Defining Serverless — Part 4
Considering the performance needs of Serverless applications
This is Part 4 of a series defining Serverless Services in terms of five common traits, which John Chapin and I introduced in our free ebook from O'Reilly — What is Serverless?. If this is the first part you've come to I advise taking a look at Part 1 first, for context. In this part we discuss the fourth trait common to Serverless services.
Trait #4 — Performance capabilities defined in terms other than host size / count
Back when we looked at trait #1 we talked about how with Serverless we are no longer concerned with server hosts. We no longer think about the number of server host instances we are using for a given component, and nor are we able to define what type or size of server host instances our application is to run on. This has a corollary — it means that any performance capabilities that a Serverless service exposes are not defined in terms of host size or count. Given this, how are we to define the performance requirements that we need in order to run our Serverless applications?
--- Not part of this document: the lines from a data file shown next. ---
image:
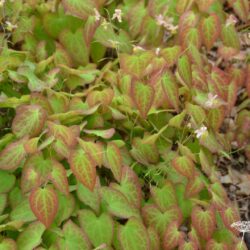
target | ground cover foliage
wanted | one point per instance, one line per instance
(113, 114)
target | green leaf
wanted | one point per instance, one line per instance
(98, 229)
(90, 198)
(31, 237)
(136, 64)
(171, 55)
(114, 160)
(210, 30)
(164, 197)
(44, 204)
(172, 236)
(129, 186)
(76, 46)
(58, 177)
(143, 96)
(184, 70)
(78, 8)
(134, 236)
(155, 218)
(74, 237)
(8, 244)
(7, 181)
(29, 120)
(204, 221)
(83, 167)
(116, 203)
(12, 155)
(184, 165)
(170, 89)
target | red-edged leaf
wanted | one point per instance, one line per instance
(12, 155)
(136, 65)
(230, 215)
(66, 134)
(204, 221)
(210, 30)
(58, 176)
(29, 120)
(143, 96)
(229, 37)
(184, 70)
(204, 4)
(171, 55)
(170, 89)
(114, 160)
(133, 236)
(194, 186)
(172, 236)
(164, 197)
(213, 245)
(98, 229)
(129, 186)
(83, 167)
(184, 165)
(116, 203)
(44, 204)
(78, 8)
(158, 220)
(95, 150)
(241, 8)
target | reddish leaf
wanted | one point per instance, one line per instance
(29, 120)
(204, 221)
(58, 176)
(114, 160)
(172, 236)
(12, 155)
(143, 96)
(210, 30)
(44, 204)
(170, 55)
(83, 167)
(184, 166)
(170, 89)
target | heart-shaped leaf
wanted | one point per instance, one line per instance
(44, 204)
(133, 236)
(83, 167)
(114, 160)
(116, 203)
(98, 229)
(31, 237)
(204, 221)
(12, 155)
(143, 96)
(164, 197)
(58, 176)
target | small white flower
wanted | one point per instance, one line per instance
(117, 15)
(232, 19)
(201, 131)
(211, 100)
(105, 24)
(137, 48)
(97, 15)
(157, 51)
(10, 26)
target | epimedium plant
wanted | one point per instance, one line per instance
(113, 116)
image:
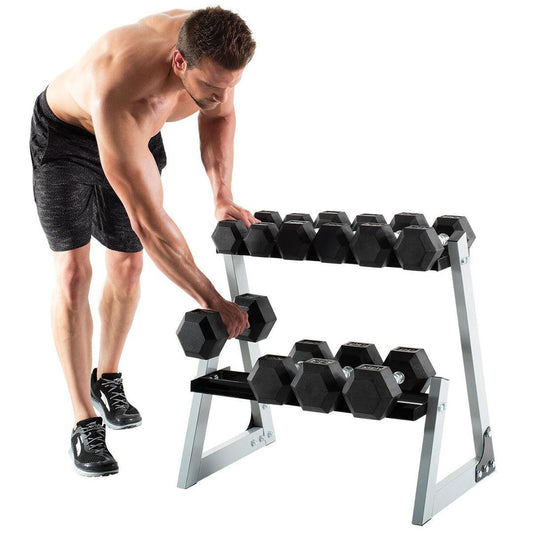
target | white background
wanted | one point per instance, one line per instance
(373, 107)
In some ways this is not a new problem. With virtualization we never get the full capacity of a physical server machine within a virtual machine (VM). When we divide up a physical machine into several VMs it's rare that we will peg one VM to a discrete set of physical resources that no other VM can use. Even if we do split up CPU cores in such a way it's likely that several VMs will share network resources, for instance.
With containerization this abstractness becomes even more engrained. When we use something like Kubernetes we can specify how many cores of CPU we want per ‘pod’, and we can also define how much memory we need. But there's nothing here to specify what type of CPU we want, nor can we specify what amount of network capacity we need.
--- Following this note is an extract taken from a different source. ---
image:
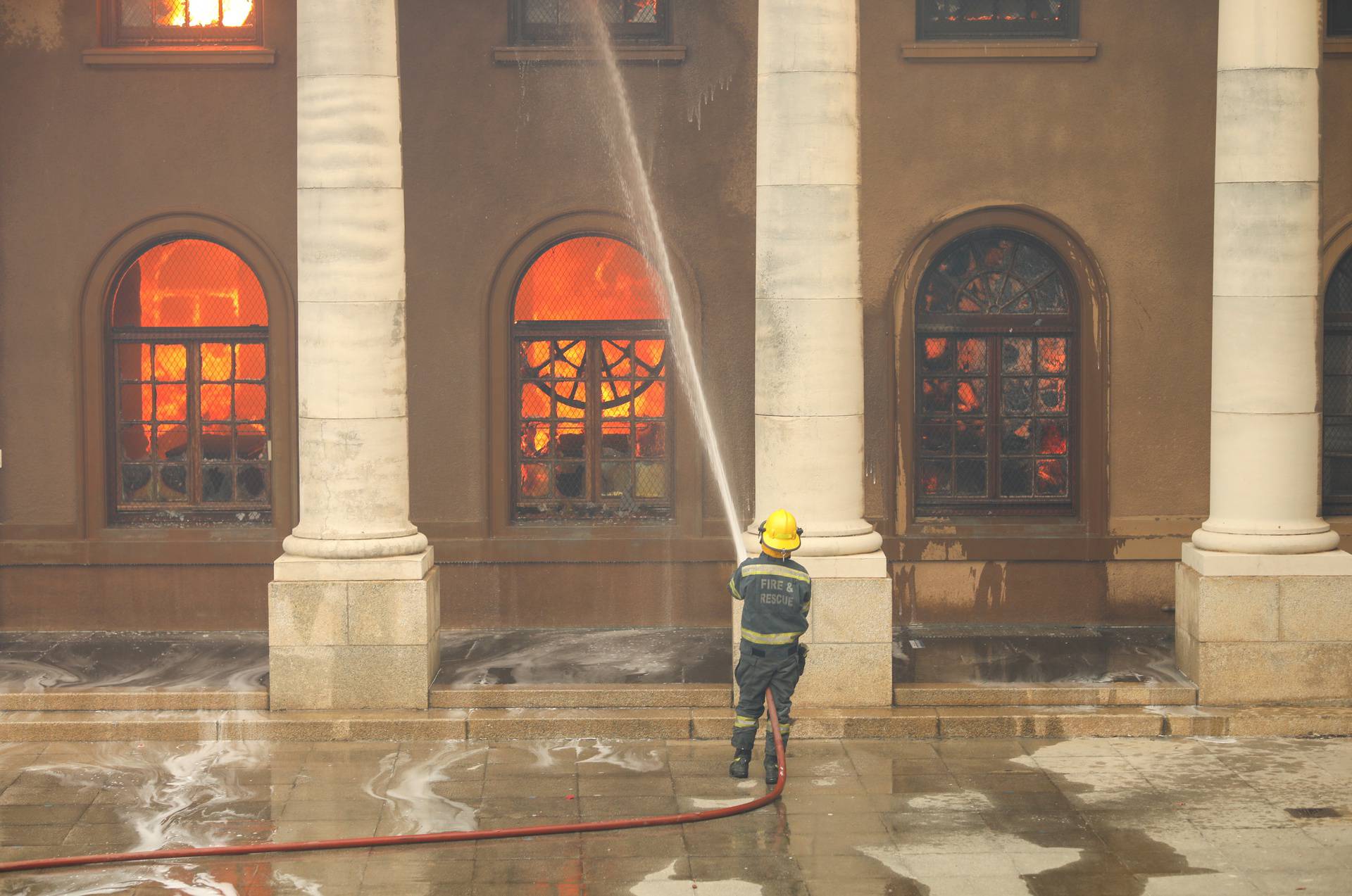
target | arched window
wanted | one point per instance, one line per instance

Serverless services have a few different ways of handling this.
With AWS Lambda we have one performance dial — RAM. At time of writing we can specify the amount of RAM we need, from 128MB up to 1.5GB . This is a nice simple measure, that is also fairly easy to implement on the vendor side. However what we also get with Lambda is a ‘proportional’ increase in the amount of CPU and networking resource our function has available. A 1.5GB Lambda function will, roughly, get 12 times as much CPU resource as a 128MB function. That doesn't mean it's getting 12 times as many cores — all Lambda functions get 2 vCPUs — but it does mean that you'll get roughly 12 times as many CPU time slices. However I say ‘roughly’ since this is not guaranteed, and in fact the actual CPU performance you get can vary significantly with Lambda. I recommend John Chapin's article for more on this subject.
What you don't have the ability to do at all with AWS Lambda is say what overall speed CPU you want, that you want more cores, that you want a different amount of local disk storage, etc.
Backend-as-a-Service (BaaS) products all have very different ways of approaching configuration of performance. DynamoDB allows specification of throughput that you need. Kinesis lets you configure the number of shards, and consequently the amount of traffic that can be handled (and other capabilities.) Even S3 allows one coarse-grained performance switch — ‘Standard’ vs ‘Glacier’ storage classes.
However some BaaS services have no performance configuration at all, and what you see is what you get. If necessary you may need to re-architect your system to split up the load that you make to a BaaS service in order to satisfy your own performance needs.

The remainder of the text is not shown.